Notable provision introduced with the Communiqué, which consists of 5 chapters and 34 articles, are summarized below:
- In the Communiqué, it is ensured that systems with sensitive customer data or customer information are in the private internal network and cannot be accessed directly from the internet in any way. The Communiqué regulates that Institutions should create policies and procedures in writing and take necessary measures to ensure the confidentiality and security of sensitive customer data and customer information that they acquire during the execution of their activities and process, transmit or store through information systems, and to prevent leakage outside the Institution. In addition, the rules regarding the realization of identity verification in a secure way have been directly envisaged.

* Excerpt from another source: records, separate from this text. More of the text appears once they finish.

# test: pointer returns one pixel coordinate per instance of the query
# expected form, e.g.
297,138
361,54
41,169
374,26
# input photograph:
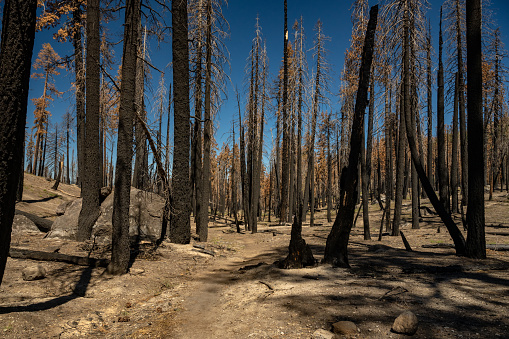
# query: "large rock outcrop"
145,213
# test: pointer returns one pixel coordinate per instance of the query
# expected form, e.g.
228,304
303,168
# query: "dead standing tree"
321,81
18,32
336,249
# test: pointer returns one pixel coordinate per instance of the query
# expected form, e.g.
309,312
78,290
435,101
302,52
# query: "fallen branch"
493,247
267,284
19,253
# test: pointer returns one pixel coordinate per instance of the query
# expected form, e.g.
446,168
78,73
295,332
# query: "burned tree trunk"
336,250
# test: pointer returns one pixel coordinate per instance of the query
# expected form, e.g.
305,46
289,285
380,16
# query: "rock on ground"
23,224
322,334
33,273
145,212
406,323
345,327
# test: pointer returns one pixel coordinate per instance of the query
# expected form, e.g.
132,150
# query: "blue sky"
241,15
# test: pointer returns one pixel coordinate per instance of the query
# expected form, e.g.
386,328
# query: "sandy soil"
175,291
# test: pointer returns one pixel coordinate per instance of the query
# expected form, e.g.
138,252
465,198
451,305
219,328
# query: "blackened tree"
18,32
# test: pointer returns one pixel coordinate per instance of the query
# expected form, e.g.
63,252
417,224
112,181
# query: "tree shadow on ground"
79,290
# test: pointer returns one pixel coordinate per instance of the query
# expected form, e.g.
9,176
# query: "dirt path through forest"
174,291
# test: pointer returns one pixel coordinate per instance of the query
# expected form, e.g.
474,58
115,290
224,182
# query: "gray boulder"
23,224
145,218
405,323
33,273
345,327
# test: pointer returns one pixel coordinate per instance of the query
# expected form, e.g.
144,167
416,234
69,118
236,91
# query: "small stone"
405,323
344,327
33,273
136,271
62,207
123,319
322,334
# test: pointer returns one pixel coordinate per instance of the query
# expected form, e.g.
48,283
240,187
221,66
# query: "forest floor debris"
176,292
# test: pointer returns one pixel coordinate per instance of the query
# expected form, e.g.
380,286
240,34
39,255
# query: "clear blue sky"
241,15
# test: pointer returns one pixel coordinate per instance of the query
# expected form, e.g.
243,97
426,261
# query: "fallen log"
43,224
20,253
405,242
493,247
202,249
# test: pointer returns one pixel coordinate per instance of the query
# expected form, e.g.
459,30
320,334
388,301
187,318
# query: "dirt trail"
208,309
176,292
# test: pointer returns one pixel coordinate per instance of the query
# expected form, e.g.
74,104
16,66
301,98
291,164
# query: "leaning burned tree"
121,197
18,31
336,249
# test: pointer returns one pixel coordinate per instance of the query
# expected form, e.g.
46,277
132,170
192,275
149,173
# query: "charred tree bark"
91,177
454,149
455,233
336,250
476,242
120,253
400,168
442,167
286,142
180,226
18,32
80,92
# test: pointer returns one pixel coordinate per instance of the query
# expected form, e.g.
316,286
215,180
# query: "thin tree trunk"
286,142
18,32
455,233
207,133
442,168
400,168
336,250
91,176
476,242
127,111
454,147
80,92
462,117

- Regulations regarding the establishment of an adequate and effective identity verification system for use in transactions performed in information systems are included, and the rules for the secure realization of identity verification have been laid down.
- As per the Communiqué, Institutions must establish secondary centers and systems and periodically test them to ensure the uninterrupted continuation of their activities. In addition, outsourcing is allowed, subject to the supervision of the CBRT.

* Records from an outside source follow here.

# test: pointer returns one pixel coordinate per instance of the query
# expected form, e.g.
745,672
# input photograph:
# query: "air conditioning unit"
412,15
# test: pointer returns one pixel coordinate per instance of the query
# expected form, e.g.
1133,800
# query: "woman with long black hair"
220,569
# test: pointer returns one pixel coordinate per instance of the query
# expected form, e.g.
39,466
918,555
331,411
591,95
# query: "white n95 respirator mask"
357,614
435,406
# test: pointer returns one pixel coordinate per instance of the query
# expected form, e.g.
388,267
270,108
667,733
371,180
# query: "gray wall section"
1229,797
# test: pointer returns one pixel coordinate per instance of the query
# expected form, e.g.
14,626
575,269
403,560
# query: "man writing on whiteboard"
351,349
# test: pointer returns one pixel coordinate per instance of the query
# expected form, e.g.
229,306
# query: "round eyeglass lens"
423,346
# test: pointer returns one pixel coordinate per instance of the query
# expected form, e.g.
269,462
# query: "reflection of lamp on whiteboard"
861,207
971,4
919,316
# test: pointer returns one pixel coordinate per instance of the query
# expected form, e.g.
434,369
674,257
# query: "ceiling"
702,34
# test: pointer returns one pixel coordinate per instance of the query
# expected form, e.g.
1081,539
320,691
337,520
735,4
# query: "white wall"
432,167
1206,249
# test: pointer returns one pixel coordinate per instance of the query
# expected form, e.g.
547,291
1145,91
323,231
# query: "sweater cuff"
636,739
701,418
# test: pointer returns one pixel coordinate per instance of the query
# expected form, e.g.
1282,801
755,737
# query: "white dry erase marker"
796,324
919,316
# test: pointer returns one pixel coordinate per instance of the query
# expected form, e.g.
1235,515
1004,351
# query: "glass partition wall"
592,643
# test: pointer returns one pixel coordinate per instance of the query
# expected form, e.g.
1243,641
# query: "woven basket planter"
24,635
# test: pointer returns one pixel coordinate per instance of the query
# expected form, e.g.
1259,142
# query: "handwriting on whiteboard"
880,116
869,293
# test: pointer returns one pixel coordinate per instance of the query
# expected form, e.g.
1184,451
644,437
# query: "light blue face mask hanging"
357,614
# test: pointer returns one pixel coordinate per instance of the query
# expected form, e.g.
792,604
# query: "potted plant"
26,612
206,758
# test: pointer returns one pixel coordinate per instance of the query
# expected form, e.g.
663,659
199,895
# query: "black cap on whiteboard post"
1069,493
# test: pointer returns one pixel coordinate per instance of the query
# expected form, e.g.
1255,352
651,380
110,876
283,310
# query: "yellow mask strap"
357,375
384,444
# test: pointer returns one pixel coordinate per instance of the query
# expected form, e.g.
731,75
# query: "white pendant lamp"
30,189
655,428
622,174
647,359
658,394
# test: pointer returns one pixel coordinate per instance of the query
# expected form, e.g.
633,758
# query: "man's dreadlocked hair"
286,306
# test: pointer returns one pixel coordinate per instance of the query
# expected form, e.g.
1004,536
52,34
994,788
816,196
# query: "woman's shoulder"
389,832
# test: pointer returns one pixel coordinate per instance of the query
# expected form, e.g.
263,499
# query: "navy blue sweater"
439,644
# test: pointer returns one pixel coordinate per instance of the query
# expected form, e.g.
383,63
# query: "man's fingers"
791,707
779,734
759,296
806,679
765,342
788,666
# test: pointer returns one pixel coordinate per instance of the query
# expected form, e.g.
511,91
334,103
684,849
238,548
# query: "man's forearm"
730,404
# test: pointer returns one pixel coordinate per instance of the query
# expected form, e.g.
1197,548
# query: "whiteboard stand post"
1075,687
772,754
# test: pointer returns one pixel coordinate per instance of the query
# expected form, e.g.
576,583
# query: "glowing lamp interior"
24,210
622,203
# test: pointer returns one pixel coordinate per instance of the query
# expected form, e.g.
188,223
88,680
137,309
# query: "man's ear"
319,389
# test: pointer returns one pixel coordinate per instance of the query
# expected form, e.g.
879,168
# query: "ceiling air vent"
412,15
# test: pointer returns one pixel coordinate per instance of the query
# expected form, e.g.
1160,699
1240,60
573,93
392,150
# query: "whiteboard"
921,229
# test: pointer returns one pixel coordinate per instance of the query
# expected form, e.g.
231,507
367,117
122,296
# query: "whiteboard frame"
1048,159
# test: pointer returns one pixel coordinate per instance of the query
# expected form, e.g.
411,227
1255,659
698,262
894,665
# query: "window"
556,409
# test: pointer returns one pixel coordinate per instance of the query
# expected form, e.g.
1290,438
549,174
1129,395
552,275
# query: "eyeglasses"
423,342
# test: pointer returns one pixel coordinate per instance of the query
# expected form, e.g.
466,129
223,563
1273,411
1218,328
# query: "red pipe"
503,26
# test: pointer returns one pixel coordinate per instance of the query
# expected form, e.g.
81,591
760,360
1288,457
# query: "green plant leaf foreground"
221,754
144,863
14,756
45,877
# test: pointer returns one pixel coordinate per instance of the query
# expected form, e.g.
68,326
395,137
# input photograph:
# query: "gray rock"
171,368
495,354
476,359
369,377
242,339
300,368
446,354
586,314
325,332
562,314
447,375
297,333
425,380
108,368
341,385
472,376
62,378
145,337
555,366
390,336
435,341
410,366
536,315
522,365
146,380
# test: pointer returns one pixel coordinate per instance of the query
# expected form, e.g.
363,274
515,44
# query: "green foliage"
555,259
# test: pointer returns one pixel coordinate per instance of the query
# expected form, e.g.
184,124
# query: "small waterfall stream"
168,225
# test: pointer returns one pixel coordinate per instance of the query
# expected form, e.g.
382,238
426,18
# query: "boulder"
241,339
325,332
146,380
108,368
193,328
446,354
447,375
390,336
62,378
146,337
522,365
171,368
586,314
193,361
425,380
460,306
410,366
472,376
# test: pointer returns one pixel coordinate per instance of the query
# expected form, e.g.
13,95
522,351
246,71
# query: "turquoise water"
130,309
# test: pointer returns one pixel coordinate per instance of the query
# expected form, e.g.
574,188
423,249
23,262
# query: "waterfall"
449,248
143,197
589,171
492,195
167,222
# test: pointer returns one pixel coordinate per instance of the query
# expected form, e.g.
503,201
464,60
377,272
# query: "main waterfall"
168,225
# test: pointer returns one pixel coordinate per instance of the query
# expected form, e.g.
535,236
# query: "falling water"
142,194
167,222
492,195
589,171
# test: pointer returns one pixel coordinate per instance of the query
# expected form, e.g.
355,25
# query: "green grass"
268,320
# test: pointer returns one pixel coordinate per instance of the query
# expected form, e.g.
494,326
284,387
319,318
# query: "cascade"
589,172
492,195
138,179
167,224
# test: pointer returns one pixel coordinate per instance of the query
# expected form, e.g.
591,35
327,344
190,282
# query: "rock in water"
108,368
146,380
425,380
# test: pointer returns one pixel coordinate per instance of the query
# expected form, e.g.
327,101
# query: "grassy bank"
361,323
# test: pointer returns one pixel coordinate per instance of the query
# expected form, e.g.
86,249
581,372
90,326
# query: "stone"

- The customers who will receive the services offered by the Institutions must be explicitly informed about the conditions, risks, and exceptional situations related to the services. The procedure and the mandatory content of the information are also regulated. In addition, the Communiqué includes mandatory provisions, security measures, and regulations on unmanned service points in the contracts that Institutions will make with workplaces and representatives. It is obligatory for Institutions to have their primary and secondary systems and data backup centers in Turkey. Furthermore, the Communiqué regulates issues related to remote customer identification.
- The issues related to data sharing have been regulated, and the legal framework for the service of provision of consolidated information regarding one or more payment accounts on online platforms on the payment account in another payment service provider has been clarified. Within the scope of the relevant regulations, the account service provider (“ASP”) provides the data sharing services to the AIS provider and the PIS provider by making the necessary connections within the scope of the said activities. ASP connects to the BKM API Gateway and provides the necessary infrastructure to all other authorized payment service providers requesting AIS and PIS regarding the payment accounts it holds. With the account information service, ASP fulfills the requests within the scope of PIS without delay.

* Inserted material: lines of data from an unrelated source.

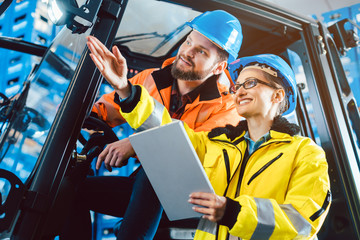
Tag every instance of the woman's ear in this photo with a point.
(278, 95)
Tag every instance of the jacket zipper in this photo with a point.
(227, 165)
(264, 167)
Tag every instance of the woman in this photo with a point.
(270, 183)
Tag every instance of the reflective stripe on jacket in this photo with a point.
(213, 107)
(284, 192)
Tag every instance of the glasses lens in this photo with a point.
(250, 83)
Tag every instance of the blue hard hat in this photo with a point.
(276, 63)
(221, 28)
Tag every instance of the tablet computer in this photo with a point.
(172, 167)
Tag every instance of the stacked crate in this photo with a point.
(26, 20)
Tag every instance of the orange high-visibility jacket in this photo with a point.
(213, 107)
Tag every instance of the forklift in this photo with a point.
(34, 206)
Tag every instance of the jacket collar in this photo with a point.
(207, 91)
(280, 124)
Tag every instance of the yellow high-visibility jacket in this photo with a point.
(283, 192)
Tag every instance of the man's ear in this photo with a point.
(220, 67)
(279, 95)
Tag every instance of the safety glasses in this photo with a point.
(250, 83)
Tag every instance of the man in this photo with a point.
(188, 87)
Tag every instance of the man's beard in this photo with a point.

- In addition, payment service providers that are among the top ten participants in terms of the total number of account payment transactions carried out in the CBRT Payment Systems fulfill their obligations to provide infrastructure for PIS and AIS within 1 year, following the completion of the period stipulated by the CBRT. Finally, data sharing services, the technical requirements of which are determined by the Communiqué, may continue to be provided using non-standard services for 1 year from the date of the Communiqué’s publication.
3.2 Transition Period
This Communiqué entered into force on 1 December 2021, the date of publication in the Official Gazette.
Institutions operating as of the date of entry into force of the Communiqué are obliged to harmonize with this Communiqué within 1 year from the date of its publication.
Data sharing services, technical requirements of which have been determined, may continue to be provided using non-standard services for 1 year following the publication of the Communiqué. The CBRT is authorized to extend this period not to exceed 6 months.